She’s definitely a Fijian sausage dog, by the way; as I hoped she’d be!
She’s been with us around 6 weeks, and she is progressing in wanted behaviors, although there were moments of one step forward, two steps back (like when I tried feeding her carrot pulp to get her to like veggies, and that backfired with her developing diarrhea).
Here are 3 tips for working on puppy behaviors at this stage:
1. Stay Consistent
It’s essential to potty train your pup so it learns when and where it’s appropriate to do its business. I take Jolene out to our yard at the start of the day and right after every meal.
Because she’s very young, additionally, I take her out to the yard every couple hours or so during my waking hours.
You should pay attention to your puppy’s signs, too. When Jolene whimpers, that usually indicates that she needs to go.
Jolene now strongly associates the grass with doing her business. She’s even learned to go to our front or back door to signal us.
2. Crate Training
It’s good to get your puppy used to being in a crate, particularly at night. Being in a crate creates boundaries and contains mess if your pup has accidents.

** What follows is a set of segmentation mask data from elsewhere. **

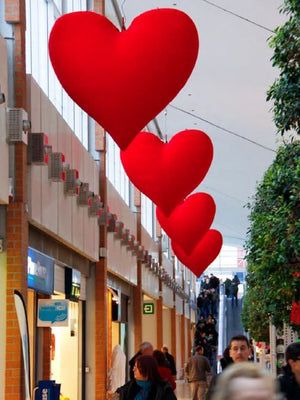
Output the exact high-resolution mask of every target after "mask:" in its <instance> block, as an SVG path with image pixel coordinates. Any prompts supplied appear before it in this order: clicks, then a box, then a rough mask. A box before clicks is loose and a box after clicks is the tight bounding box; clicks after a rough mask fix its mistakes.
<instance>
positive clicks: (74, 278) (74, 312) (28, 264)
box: [28, 248, 85, 400]
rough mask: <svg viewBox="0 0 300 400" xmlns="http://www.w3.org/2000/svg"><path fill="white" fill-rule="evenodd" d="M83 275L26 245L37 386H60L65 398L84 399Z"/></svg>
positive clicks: (29, 329)
mask: <svg viewBox="0 0 300 400" xmlns="http://www.w3.org/2000/svg"><path fill="white" fill-rule="evenodd" d="M84 297H85V277H84V276H83V275H82V274H81V273H80V271H78V270H76V269H73V268H71V267H69V266H61V265H58V263H57V261H56V260H55V259H54V258H52V257H49V256H48V255H46V254H43V253H41V252H39V251H37V250H35V249H33V248H29V249H28V325H29V336H30V349H32V350H31V357H30V360H31V366H32V368H31V371H32V373H31V381H32V385H33V387H35V386H37V385H38V382H39V381H41V380H49V379H50V380H54V381H56V382H57V383H59V384H60V385H61V390H60V391H61V393H62V395H63V396H64V397H65V398H69V399H76V400H82V399H84V395H83V394H82V393H83V387H84V374H83V369H82V364H83V359H84V354H83V353H84V350H83V349H84V346H83V343H84V320H85V305H84V303H85V302H84V301H82V300H83V299H84Z"/></svg>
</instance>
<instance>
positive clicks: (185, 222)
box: [156, 193, 216, 254]
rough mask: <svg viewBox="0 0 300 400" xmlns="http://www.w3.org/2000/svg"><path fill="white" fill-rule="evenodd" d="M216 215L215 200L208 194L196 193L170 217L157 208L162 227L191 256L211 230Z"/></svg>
mask: <svg viewBox="0 0 300 400" xmlns="http://www.w3.org/2000/svg"><path fill="white" fill-rule="evenodd" d="M215 213H216V205H215V202H214V199H213V198H212V197H211V196H210V195H209V194H207V193H195V194H192V195H191V196H189V197H187V198H186V200H185V201H184V202H183V203H181V204H179V205H178V206H177V207H176V208H175V210H174V211H173V212H172V213H171V215H170V216H169V217H166V216H165V215H164V213H163V212H162V211H161V210H160V209H159V208H156V216H157V219H158V221H159V223H160V226H161V227H162V228H163V230H164V231H165V232H166V233H167V235H168V236H169V237H170V238H171V239H172V240H174V241H175V242H176V243H177V244H178V245H179V246H180V247H181V248H182V250H184V252H185V253H186V254H190V253H191V251H192V250H193V249H194V247H195V246H196V244H197V243H199V241H200V239H201V238H202V236H203V235H204V234H205V233H206V232H207V231H208V230H209V228H210V226H211V224H212V222H213V220H214V216H215Z"/></svg>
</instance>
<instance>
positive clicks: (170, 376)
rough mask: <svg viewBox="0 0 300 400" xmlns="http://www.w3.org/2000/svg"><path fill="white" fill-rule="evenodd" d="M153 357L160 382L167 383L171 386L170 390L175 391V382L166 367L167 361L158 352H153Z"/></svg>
mask: <svg viewBox="0 0 300 400" xmlns="http://www.w3.org/2000/svg"><path fill="white" fill-rule="evenodd" d="M153 357H154V358H155V360H156V362H157V365H158V372H159V375H160V376H161V378H162V380H164V381H166V382H169V383H170V384H171V386H172V389H173V390H175V389H176V382H175V380H174V378H173V377H172V374H171V369H170V368H168V367H167V360H166V358H165V355H164V353H163V352H162V351H160V350H154V352H153Z"/></svg>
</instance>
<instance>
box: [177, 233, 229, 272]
mask: <svg viewBox="0 0 300 400" xmlns="http://www.w3.org/2000/svg"><path fill="white" fill-rule="evenodd" d="M222 244H223V238H222V235H221V233H220V232H219V231H217V230H215V229H210V230H209V231H207V233H206V234H205V235H204V236H203V238H202V239H201V240H200V242H199V243H198V245H197V246H196V247H195V248H194V250H193V251H192V252H191V254H190V255H187V254H186V253H185V252H184V251H183V250H182V248H181V247H180V246H179V245H178V244H177V243H175V242H174V241H171V245H172V249H173V251H174V253H175V255H176V256H177V258H178V259H179V261H181V262H182V263H183V264H184V265H185V266H186V267H187V268H189V269H190V270H191V271H192V272H193V273H194V274H195V275H196V276H198V277H199V276H200V275H201V274H202V273H203V272H204V271H205V269H206V268H207V267H208V266H209V265H210V264H211V263H212V262H213V261H214V259H215V258H216V257H217V255H218V254H219V252H220V250H221V247H222Z"/></svg>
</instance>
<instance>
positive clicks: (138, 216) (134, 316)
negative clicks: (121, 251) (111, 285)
mask: <svg viewBox="0 0 300 400" xmlns="http://www.w3.org/2000/svg"><path fill="white" fill-rule="evenodd" d="M134 205H135V206H136V209H137V219H136V224H137V232H136V236H137V241H138V242H139V243H141V240H142V222H141V192H140V191H139V190H137V189H136V188H135V189H134ZM133 301H134V350H135V352H137V351H138V350H139V346H140V344H141V342H142V338H143V336H142V305H143V291H142V263H141V261H139V260H137V286H135V287H134V289H133Z"/></svg>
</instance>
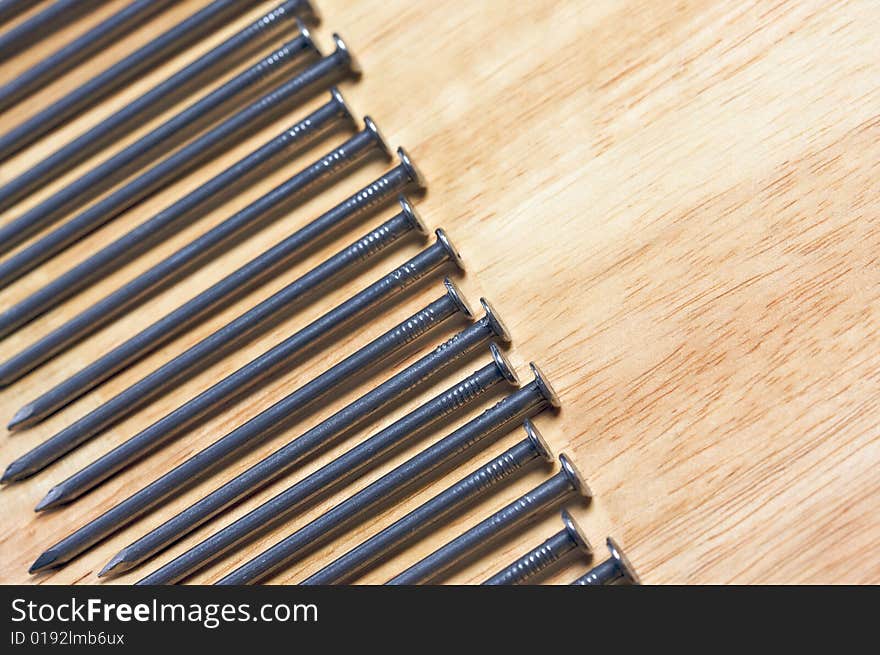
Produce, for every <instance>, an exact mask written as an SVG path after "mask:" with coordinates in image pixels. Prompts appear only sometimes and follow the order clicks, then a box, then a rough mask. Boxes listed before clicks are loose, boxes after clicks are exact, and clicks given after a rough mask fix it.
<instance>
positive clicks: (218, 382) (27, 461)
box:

The sooner you start crate training, the quicker your pup will take to its crate as a place of comfort.
I recommend a gridded crate so your pup can see its surroundings easily. Just put down a blanket on one side, newspaper on the other, add some toys, and you’re good to go.
When I open the door to Jolene’s crate, she’s become so comfortable in there that she sometimes stays put. But when it’s feeding time, she bolts out!
3. Encourage Play and Exploration
Puppies are naturally curious creatures, and I encourage Jolene to move around our house and yard while keeping my eye on her. She loves to play with our other dog, Guthrie. They run around the house together and engage in tug of war with a rope toy. It’s a good energy release for both of them.
Note that after a lot of running around in the house, you should take your pup out to do its business because all the excitement can lead to accidents if you don’t get ahead of them.